Dat idee vindt nu nog nauwelijks bijval. Geen enkele socialist of links-liberaal komt in het openbaar nog vol vuur op voor cultuur. Passie voor kunst maakt verdacht. In de visie van de oude SDAP’ers was kunst een middel van permanente educatie en verheffing van de burgers. Volgens het principe van Johan Rudolf Thorbecke namen ze afstand van de kunst en lieten dat in goed vertrouwen aan de professionals over. Dat bleef niet zo.
Charles Esche en Steven ten Thije borduren verder op dit aspect. Dit principe schept volgens de staf van het Van Abbemuseum een bufferlaag van experts tussen parlement en veld (..) die vanuit een pseudoautonomie de regering adviseren. Ofwel, de BV Kunsteend van de Kunst keurt BV Kunsteend en zegt dat het goed is. Het zet de geloofwaardigheid van de kunst op het spel. Een zwakte die in tijden dat instituties moeten inleveren de kunsten van Nederland verzwakt.
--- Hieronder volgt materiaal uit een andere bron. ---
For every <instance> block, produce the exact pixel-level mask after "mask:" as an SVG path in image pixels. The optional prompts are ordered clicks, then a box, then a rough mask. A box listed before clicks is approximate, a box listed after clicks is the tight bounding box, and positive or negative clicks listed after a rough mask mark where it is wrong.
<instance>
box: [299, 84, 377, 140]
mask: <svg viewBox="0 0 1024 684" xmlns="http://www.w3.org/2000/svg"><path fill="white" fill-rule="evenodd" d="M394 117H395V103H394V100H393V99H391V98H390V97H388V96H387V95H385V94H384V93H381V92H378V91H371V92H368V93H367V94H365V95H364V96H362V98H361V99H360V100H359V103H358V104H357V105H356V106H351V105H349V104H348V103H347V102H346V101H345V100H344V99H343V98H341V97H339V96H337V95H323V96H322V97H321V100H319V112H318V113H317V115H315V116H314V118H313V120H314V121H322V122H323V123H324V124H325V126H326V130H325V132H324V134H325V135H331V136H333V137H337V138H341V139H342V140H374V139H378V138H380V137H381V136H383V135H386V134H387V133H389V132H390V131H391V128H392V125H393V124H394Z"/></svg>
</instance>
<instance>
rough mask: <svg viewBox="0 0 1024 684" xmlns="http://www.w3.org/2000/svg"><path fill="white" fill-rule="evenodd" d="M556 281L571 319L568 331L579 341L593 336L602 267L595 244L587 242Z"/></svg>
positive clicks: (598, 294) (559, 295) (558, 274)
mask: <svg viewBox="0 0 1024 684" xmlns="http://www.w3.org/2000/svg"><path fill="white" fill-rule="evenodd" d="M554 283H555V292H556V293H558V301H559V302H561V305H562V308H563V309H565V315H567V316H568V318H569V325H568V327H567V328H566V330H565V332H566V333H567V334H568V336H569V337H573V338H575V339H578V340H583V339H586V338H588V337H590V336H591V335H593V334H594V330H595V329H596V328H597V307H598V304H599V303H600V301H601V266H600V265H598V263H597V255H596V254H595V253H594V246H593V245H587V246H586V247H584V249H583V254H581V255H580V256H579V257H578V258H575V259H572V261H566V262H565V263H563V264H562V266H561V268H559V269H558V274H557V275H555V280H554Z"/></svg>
Hoe gaat het immers als een PvdA-er of GroenLinkser in een grote stad wethouder van cultuur wordt? In lijn van oud-staatssecretaris van cultuur Rick van der Ploeg zijn door links het doelgroepenbeleid en de marktwerking vooropgezet. Zoals ook in zorg en onderwijs zijn de professionals uit de sector op afstand gezet door de introductie van een pseudoautonomie van deskundologen en managers. Kunstenaars zijn vervreemd in hun eigen specialisme.
Tandeloze kunst is geen kunst, maar maatschappelijk behang in de anti-chambre van de macht. Kunst moet een positie innemen, zonder pamflettistisch te worden. Dat laatste leidt tot een reductie van de werkelijkheid. Kunst moet zoeken naar abstracties, naar het achterliggende mechanisme, naar een hogere waarheid om het duur te zeggen, zonder eenzijdig partij te kiezen. Die positie is haar vrijheid.
Sommige kunstenaars hebben zich te eenzijdig vereenzelvigd met politiek. Kunst en politiek kunnen elkaar naderen, maar nooit samenvallen. Kunstenaars moeten zich in een vrije samenleving nooit binden aan politiek. Zo verliezen ze bewegingsvrijheid en eigenzinnigheid. Ze besmetten hun métier.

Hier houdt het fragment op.